Outlook for the future
Combining ChatGPT and MQTT protocols can realize intelligent IoT systems, which have a wide range of application potential in smart home and industrial automation. Through natural language interaction, users can control the switch, brightness, color and other parameters of home equipment to achieve a more intelligent and comfortable living environment; In industrial automation, intelligent equipment maintenance and control using ChatGPT and MQTT can lead to a more efficient and intelligent manufacturing process.
In the future, we can envision ChatGPT or smarter AGI tools playing more roles in improving efficiency and productivity in the IoT space, such as:
- Message parsing: Parses messages transmitted through MQTT to extract the required data and prepare for subsequent processing and analysis.
- Semantic understanding: Semantic understanding and processing of messages received from MQTT to extract more accurate information.
- Intelligent processing: Through AI technology, the received MQTT messages are intelligently processed to help users obtain the appropriate solution faster.
- User feedback: As a representative of intelligent interaction, receive user feedback through MQTT and provide corresponding responses.
- Virtual assistant: As a virtual assistant, it controls smart home devices through language recognition technology, provides users with smarter and more efficient services, and improves the convenience and comfort of life.
epilogue
In this blog, we briefly explore the combination of MQTT and ChatGPT and their potential applications. Through EMQX and MQTTX, combined with the API provided by Open AI, an AI application similar to ChatGPT is realized, and the integration of MQTT and ChatGPT is demonstrated by receiving and forwarding the processed data after using MQTT connection.
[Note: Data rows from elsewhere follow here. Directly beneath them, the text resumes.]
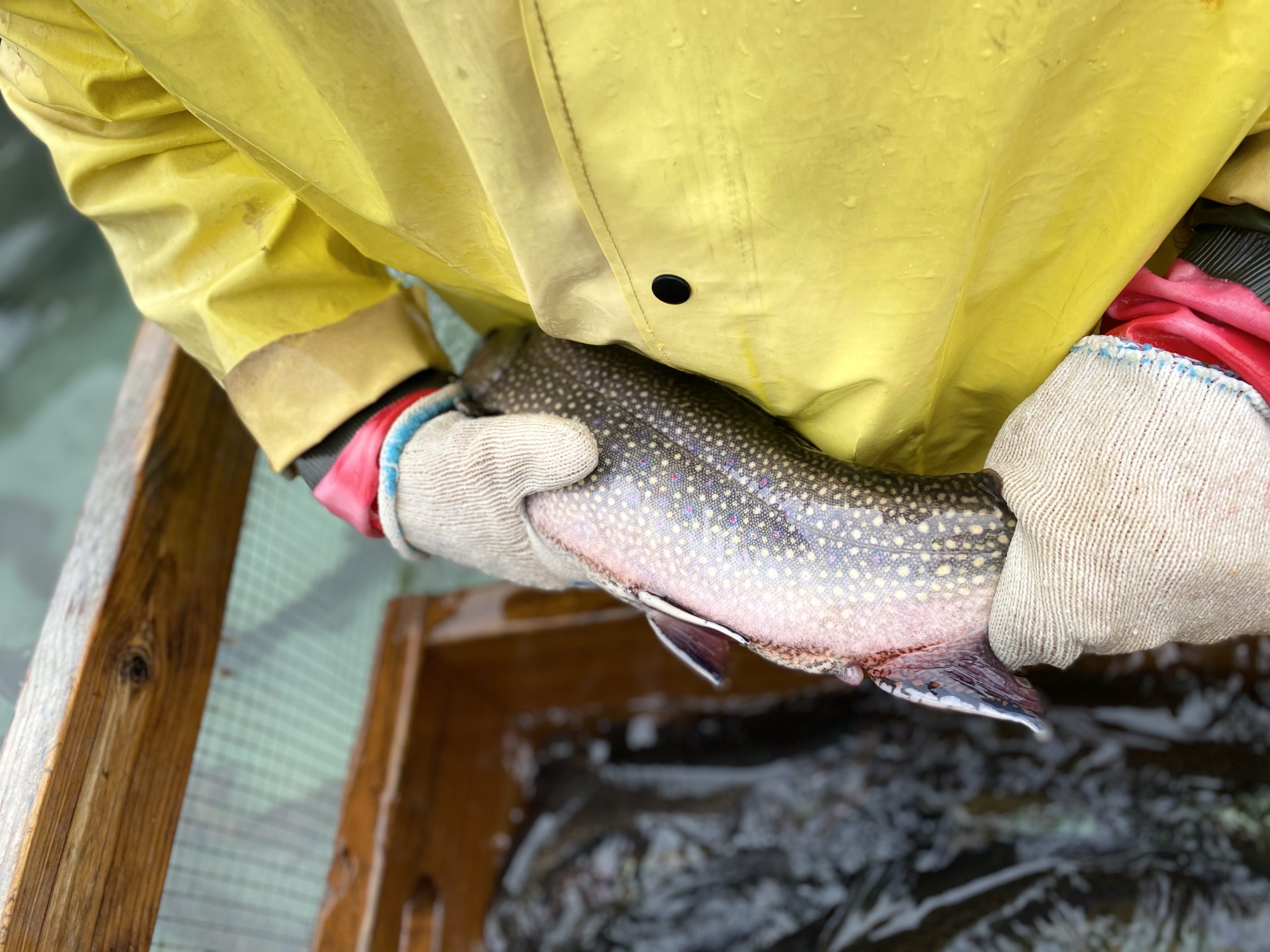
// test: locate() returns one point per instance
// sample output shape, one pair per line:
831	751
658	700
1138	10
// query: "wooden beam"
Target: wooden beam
427	808
93	770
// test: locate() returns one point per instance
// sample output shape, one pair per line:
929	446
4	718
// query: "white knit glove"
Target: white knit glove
455	486
1141	483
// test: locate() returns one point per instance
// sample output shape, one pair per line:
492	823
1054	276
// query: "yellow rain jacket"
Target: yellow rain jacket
894	218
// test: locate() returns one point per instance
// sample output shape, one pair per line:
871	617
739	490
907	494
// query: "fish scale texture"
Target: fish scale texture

Although these technologies have not yet been put into production, as more AI-integrated products are available (such as New Bing's integration of GPT models into search engines, and GitHub's Copilot, etc.), we believe that the future development direction of artificial intelligence (AI) and Internet of Things (IoT) technologies will also include natural language interaction optimization, intelligent device control, and more innovative application scenarios.
In conclusion, the combination of MQTT and ChatGPT reveals an area worth paying attention to and exploring in depth. We look forward to these evolving innovations bringing us a better world.